Cela fait des années que ma vie se remplit, se vide, se re-remplit, d’amitiés, de rencontres, de divertissements. Comme une consommation que me propose ce monde et dans lequel j’ai accepté d’évoluer.


Vous voyez, par exemple, l’amitié a une valeur très importante pour moi. Aussi, depuis le lycée (et même avant), je me suis entourée de personnes solides, aimantes, fiables, fidèles. Qui m’ont fait grandir, m’ont aidé à me dévoiler, m’ont aimé telle que je suis. Ces personnes m’ont aussi challengée, appris à me dépasser, ouvert de nouveaux horizons. Ces amis ont été présents dans les moments douloureux, les deuils, mais aussi dans les grandes joies. Ces amis sont là depuis des années et j’ai la chance de les avoir encore dans ma vie.


Sauf que, même si ce sont des amis chers, j’ai eu besoin un jour de couper le cordon. Besoin d’abord pour les encourager à avancer et à ne pas rester dans un entre-nous stérile. Besoin aussi parce que j’avais envie de découvrir la richesse de la vie, des autres et des rencontres. Et c’est ainsi qu’alors que nous commencions à travailler, j’ai posé de nouvelles règles pour m’émanciper.


Pour cela, je me suis rapprochée de personnes croisées de part et d’autre et que je connaissais peu. Je me suis attachée à elles. Nous nous sommes apprivoisés, avons passé de plus en plus de temps ensemble et avons fini par devenir proches. Et puis par ces amitiés, m’ont été proposés des voyages, des croisières, des sorties. J’ai donc ouvert mes horizons et découvert de nouvelles personnes. Mais aussi, j’ai découvert des opinions, des façons de vivre et de voir la vie bien différentes de la mienne et ça a été une sacrée richesse. C’était joyeux, nouveau, ça m’envoyait des étoiles plein les yeux. Je vivais presque un rêve éveillé parce que je découvrais autre chose.

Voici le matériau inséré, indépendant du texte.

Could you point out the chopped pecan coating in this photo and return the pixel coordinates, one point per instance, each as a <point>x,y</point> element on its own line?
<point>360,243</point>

Ce temps faisant, mes amis de cœur, ceux du lycée, ont aussi élargi leurs horizons et ont rencontré une jolie nana, un beau mec… pour finir par définitivement « se caser ». Et moi, je continuais mon petit bonhomme de chemin, me disant que plus je rencontrais de personnes, plus j'aurais du choix, et surtout plus j’aurai la chance de rencontrer un homme qui voudra bien partager sa vie avec moi.


Illusion.


J’ai passé des années à me faire de nouveaux amis malgré mes peurs et ma timidité. Et je les ai tous vu, au fur et à mesure, se caser, me laissant systématiquement sur le banc de touche. Et moi, avec toute la bonne volonté du monde, je continuais à élargir mes cercles, à creuser et déployer toute mon énergie pour rencontrer du monde, créer de belles relations et nouer de nouveaux liens. Ah, j’en ai passé du temps à faire des rencontres ! Et quand je regarde en arrière, je peux vous dire que j’ai un sacré paquet d’amis ! Ce n’est pas pour me vanter, c’est plus pour appuyer les propos qui vont suivre.


En passant ma vie à ouvrir mes horizons, dans l’espoir de rencontrer quelqu’un, j’ai en fait passé mon temps à chercher quelque chose que je ne pouvais pas obtenir. Pourquoi ? Parce que la plupart des rencontres et relations que j’ai construites, ont été futiles, rapides, fausses, passagères. Non que les gens n’avaient pas d’intérêt, mais plutôt que je ne leur donnais pas la valeur qu’ils méritaient. Je cherchais en fait au fond de moi à rencontrer quelqu’un et j’étais toujours déçue parce que ça n’arrivait pas. J’arrivais à une soirée avec un petit espoir et là, personne ne semblait à mon goût. Je partais en vacances une semaine avec des inconnus et personne ne sortait du lot.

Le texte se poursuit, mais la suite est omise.